Finished this week’s exercises in a 5-hour marathon starting at 4:30am this morning. Today’s meta-lesson: implementation is way harder than reading slides and ‘kinda getting it’. My god is it hard to actually write a program that uses even what appear to be simple concepts.
So there are three tracks for this course: first is the spectator track (my term), where you just do the basic assignments (enough to be dangerous and spew plausible-sounding BS).
There’s the ‘advanced’ track, which I’ve chosen, which asks you to do some actual programming assignments (this morning’s marathon). Within the advanced track there are ‘extra credit’ assignments, which ask you to implement even more of the course material in Octave (a programming language). I haven’t gotten to the extra credit stuff. More on this later.

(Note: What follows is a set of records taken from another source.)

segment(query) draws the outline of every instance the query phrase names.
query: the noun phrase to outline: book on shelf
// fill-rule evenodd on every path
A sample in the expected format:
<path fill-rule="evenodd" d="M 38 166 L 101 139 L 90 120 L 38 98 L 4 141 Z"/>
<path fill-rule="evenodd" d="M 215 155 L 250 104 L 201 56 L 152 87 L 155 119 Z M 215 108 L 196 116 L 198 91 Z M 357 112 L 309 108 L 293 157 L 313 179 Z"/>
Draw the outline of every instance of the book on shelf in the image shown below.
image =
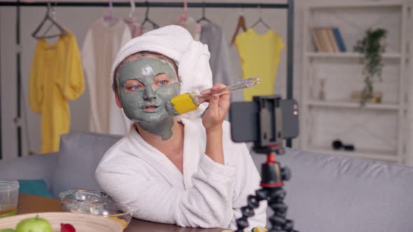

The final track is the ‘real’ track, where you pay real money, show up to class and all the rest. I read a discussion thread on the course website that speculates that my ‘advanced’ track covers about 40%-50% of the real course material. The real course is about 1.5x as long (3 months instead of 2), so let’s say we’re about 60%-75% of the pace of a real university course.
I’m starting to think it was a mistake to take two of these courses. I just don’t have enough time to learn everything I want to learn. I want to do the extra credit stuff, because what’s the point of reading the slides on stuff if you don’t REALLY get it? And my first crack at the extra credit stuff shows that I don’t REALLY get it.
And there are all these dudes (yes, all dudes) carpet-bombing the discussion boards who obviously REALLY get this stuff, while I only kinda get it. How many times in University did I wish I were smarter? That I wish I had really learned the background material in high school like I should have and I could have picked this up quicker?